The original concept was to see if there was any repeatability that would indicate a causation effect, more than just a correlation. The repeatability of the patterns, was good enough, that the averages of the temperatures, and the totals of the precipitations, give a picture of the repeating pattern, from the last three cycles, to forecast the next almost 18 year long string of weather related events. Well enough, that if used as a weather forecast, the results rival the three to five day forecasts for accuracy, and does better than the models do, out past a week.

A sample of the cyclic pattern found in the meteorological database is presented as the daily weather data, of the past three cycles composited together, and plotted onto maps for a 5 year period starting in 2008, and running to January of 2014, presented on this rough draft website, I use to further define the shifts in the patterns, from the past three to the current cycle, to continue learning about the details of the interactions.

The 18.6 year Mn pattern of Minimum to Maximum Lunar declination extremes, in combination with the Synod conjunctions of the outer planets, drives the decade long scale oscillations of the atmosphere, across ocean basins. The Lunar declinational tides in the atmosphere, it turns out, are the major mixing mechanism for the transportation, of tropical ocean warmth and moisture over the landmasses, into the mid-latitudes and polar regions, where it more easily radiates away into space.

The longer term/period parents (Milankovitch and Landscheidt cycles) of these driving forces are valid.

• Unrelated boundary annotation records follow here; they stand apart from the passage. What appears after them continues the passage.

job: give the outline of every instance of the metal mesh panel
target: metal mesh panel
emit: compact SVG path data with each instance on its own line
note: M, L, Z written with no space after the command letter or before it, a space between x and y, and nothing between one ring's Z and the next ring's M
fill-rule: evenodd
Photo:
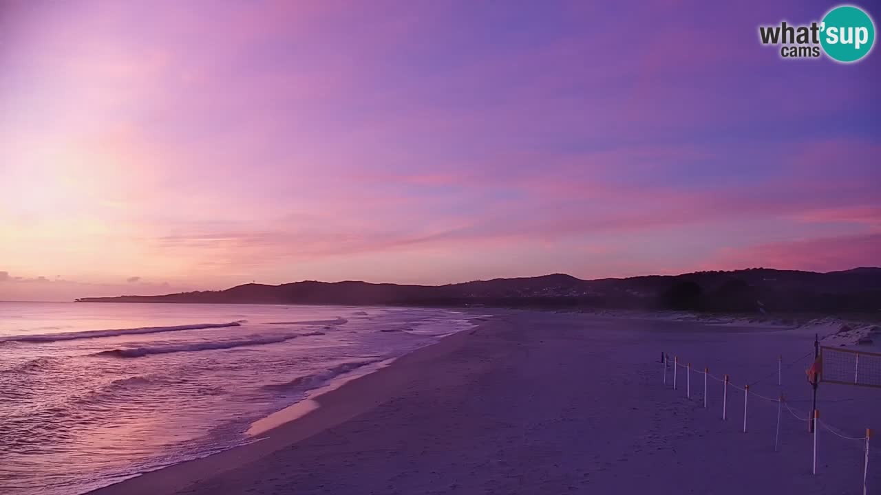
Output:
M820 381L881 388L881 354L822 347Z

It would be in error if these shorter-term Lunar declination cycles, were not considered for their effects, and calculated into the filtering of the swings, into the current weather models, used for daily forecasts, or with climate data models, for forecasting longer terms into the future. The outer planet longer term interferences, come into and out of phase, with the 6554 periods of the inner planets, but have their own harmonic patterns, that come round to the ~172 year pattern Landscheidt discovered, so this is the shorter period set of variables, that further define the limits, of the natural variables that are needed to be considered, along side the CO2 hypothesis.

All of this can be done, just by extending the knowledge of the interactions, of the Sun with the planets, and their combined effects, on the Lunar tidal effects on the Earth's atmospheric global circulation. Resulting in the further defining of the dynamics, that control the transfer of the Earth's out going heat budget from the oceans.

If by extrapolation, scientists could bother to study the interactions, between the close neighbors of the Sun, in the local arm of the Galaxy. With due consideration of their type, size, magnetic, radiative, heliopause field strengths, and proper motions to each other, a better understanding of their interactions with the larger galactic fields, clouds, and radiation background, forces applied to understanding the whole package of climate, more progress could be made.